Wednesdays are my favorite days now. It’s on Wednesday that I take my car to work. Wednesday is Comics Lunch Day. I pick up Scott, we go to the comic book store and get our weekly comic books and then we find someplace cheap to have lunch. I then get back to work, and can take a more comfortable and leisurely path home whenever I like.

But for the most part I don’t regard driving a vehicle as a pleasure. It’s a horror, a terror, a harrowing trip through a nightmare hellscape populated by people who shouldn’t be allowed to use a vehicle at all. All manner of human trash is on the roads these days, morons, pinheads, dopes, dorks, losers, meth-heads, pot-heads, and the rest… “If god wanted for them to drive, he would have given them XXXXX” What is the XXXXX? It all depends on which racial, gender, or national gripe you’re fond of. And they are out there. In this state it’s a uniquely unpleasant experience, driving with these “people”. Nobody in Michigan has a single clue what a directional signal is for, they simply could not be bothered and the police can’t be bothered with enforcing any laws beyond running their speed-traps. The best way to jail a Michigander is to put them in their vehicle and arrange for 4 cars to approach a 4-stop intersection all at the same time. They would starve to death before any of them moved. I’ve never witnessed such overwhelming mind-lock in my life. They’d likely start gnawing on their tastefully appointed leather seats, whine, wet on the carpet and dry wash their hands in frustration. Eventually you’d see 4 bone-white skeletons sitting behind the wheel, the cars rusted solid and the gas tanks empty. As a native New Yorker it’s my right and pleasure to plow through all these mind-locked yoyos, even if it isn’t my turn. They won’t move, so screw ’em, I will.

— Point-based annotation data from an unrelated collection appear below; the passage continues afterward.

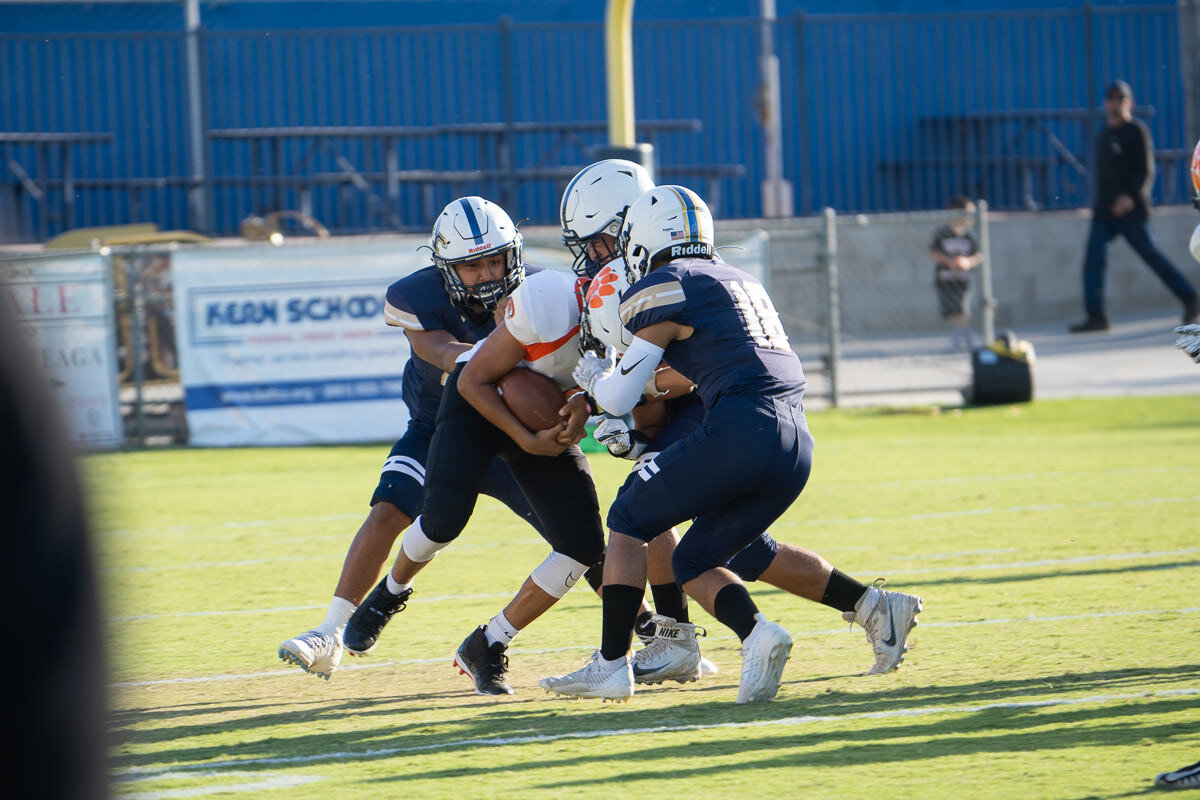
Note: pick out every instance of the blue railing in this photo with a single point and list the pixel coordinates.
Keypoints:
(879, 113)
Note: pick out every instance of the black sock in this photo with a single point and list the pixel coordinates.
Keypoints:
(594, 576)
(621, 605)
(733, 607)
(843, 591)
(670, 601)
(645, 625)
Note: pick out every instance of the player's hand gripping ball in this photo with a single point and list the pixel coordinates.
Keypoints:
(532, 397)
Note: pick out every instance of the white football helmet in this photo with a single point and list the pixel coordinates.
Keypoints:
(600, 324)
(471, 228)
(594, 203)
(667, 221)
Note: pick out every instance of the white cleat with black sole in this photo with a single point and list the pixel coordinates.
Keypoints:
(673, 654)
(887, 617)
(765, 654)
(595, 679)
(315, 651)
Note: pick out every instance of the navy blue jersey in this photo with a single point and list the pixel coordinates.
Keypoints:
(738, 346)
(419, 302)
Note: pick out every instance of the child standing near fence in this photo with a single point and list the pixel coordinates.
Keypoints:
(955, 253)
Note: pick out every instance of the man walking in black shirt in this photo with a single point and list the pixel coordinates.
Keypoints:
(1125, 170)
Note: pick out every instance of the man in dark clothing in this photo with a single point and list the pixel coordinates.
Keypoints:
(1125, 170)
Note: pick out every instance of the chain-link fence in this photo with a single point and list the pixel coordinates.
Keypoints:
(858, 298)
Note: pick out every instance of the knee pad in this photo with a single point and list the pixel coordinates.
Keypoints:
(557, 573)
(418, 546)
(754, 559)
(689, 561)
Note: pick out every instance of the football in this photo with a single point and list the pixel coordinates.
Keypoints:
(532, 397)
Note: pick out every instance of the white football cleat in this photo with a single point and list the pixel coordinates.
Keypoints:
(763, 655)
(315, 651)
(673, 654)
(887, 617)
(594, 680)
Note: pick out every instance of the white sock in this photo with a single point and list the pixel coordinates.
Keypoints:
(339, 614)
(499, 629)
(396, 588)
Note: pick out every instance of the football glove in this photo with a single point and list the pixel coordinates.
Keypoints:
(619, 438)
(1189, 341)
(591, 368)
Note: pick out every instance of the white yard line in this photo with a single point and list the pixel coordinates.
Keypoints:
(813, 719)
(985, 512)
(919, 481)
(834, 631)
(263, 782)
(808, 523)
(954, 570)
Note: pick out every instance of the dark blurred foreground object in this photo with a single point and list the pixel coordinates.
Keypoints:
(57, 689)
(1001, 372)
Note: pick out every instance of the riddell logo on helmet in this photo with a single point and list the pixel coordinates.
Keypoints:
(695, 248)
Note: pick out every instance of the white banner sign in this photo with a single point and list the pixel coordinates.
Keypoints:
(64, 305)
(287, 346)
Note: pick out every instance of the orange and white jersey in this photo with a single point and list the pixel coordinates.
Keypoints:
(544, 317)
(601, 305)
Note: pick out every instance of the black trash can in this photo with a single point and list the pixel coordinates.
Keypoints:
(1001, 372)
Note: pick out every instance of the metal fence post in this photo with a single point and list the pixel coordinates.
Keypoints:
(137, 341)
(1189, 40)
(1090, 89)
(988, 298)
(829, 256)
(508, 197)
(197, 122)
(777, 192)
(803, 160)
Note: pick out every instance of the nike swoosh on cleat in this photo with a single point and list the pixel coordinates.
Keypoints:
(641, 672)
(625, 372)
(892, 638)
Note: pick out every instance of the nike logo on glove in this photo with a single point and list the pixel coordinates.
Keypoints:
(625, 372)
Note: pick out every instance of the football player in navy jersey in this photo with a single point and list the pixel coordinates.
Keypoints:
(443, 311)
(735, 475)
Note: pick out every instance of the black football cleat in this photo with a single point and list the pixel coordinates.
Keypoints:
(370, 618)
(487, 665)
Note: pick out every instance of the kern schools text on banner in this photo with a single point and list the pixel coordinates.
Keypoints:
(287, 346)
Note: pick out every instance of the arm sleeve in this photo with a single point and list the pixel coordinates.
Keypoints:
(936, 242)
(414, 305)
(1141, 164)
(619, 390)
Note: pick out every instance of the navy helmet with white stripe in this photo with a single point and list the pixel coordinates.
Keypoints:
(665, 223)
(472, 228)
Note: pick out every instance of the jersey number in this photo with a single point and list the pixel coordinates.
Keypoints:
(759, 314)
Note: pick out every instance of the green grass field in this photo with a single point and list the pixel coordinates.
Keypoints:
(1059, 656)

And that’s why I don’t drive. It just makes me angry. It makes me angry and well, terrified for my life. So if something is dangerous, terrifying, *and* expensive then giving it up is comically obvious.

I have to admit that taking the bus is like it is in any nowhere midwest town. There are train tracks that divide this place and it colors the entire experience. You have sides of the track, and you can plug any harsh stereotypical reality into that division. Good, Bad; Rich, Poor; White, Black; Safe, Dangerous. Every city has something like this, a good place and a bad place, but it’s where the railroad exists that you see “The Wrong Side Of The Tracks” is so starkly apparent. Whats the most comedic of all is how lame and insignificant the railroad has been allowed to droop. It used to be the preferred way to get from one city to another, but now you have to pay top-dollar to sit in a seat soaked with urine and arrive, if your lucky, on the same calendar day you left even if you only need to go 150 miles away. But that’s another rant, the train tracks color the people and the people color the bus system. Who takes the bus? The poor, the workers, the minimum wage victims, and thanks to WMU’s deal with the bus system, students and employees, Hiya! You wouldn’t see any of the high and mighty, the good and great of this town even get on a bus. I don’t even think they perceive buses. It’s pretty clear that they don’t perceive people like me, the middle-class, the “little people”. That’s actually quite a pleasant thing and lucky for us “little people” because we don’t have to be bothered by their obnoxious overhousing problems, their sexual perversions and their raging alcoholism. They get in their obnoxiously priced gas-guzzling vehicles and disappear into their gated-communities-without-gates (sometimes they have gates!) and leave the rest of us in peace to imagine a world where they don’t exist. Because they wouldn’t be caught dead with the rabble, it’s as easy as falling off a log.

So really my most convenient and pleasant day is fundamentally bound up with comic books. In a way Diamond Publishing determines my weekly calendar, even if it is only very subtly.

I don’t expect to run into anyone I recognize using the bus system here. They are all monomaniacally obsessed with their vehicles and I seriously doubt anything will ever dissuade that. Perhaps someday when all the oil is up out of the ground and we’ve burned it all, and there isn’t any way to make these boxes of metal move, then people will be up against the wall. That will be a very interesting day, indeed.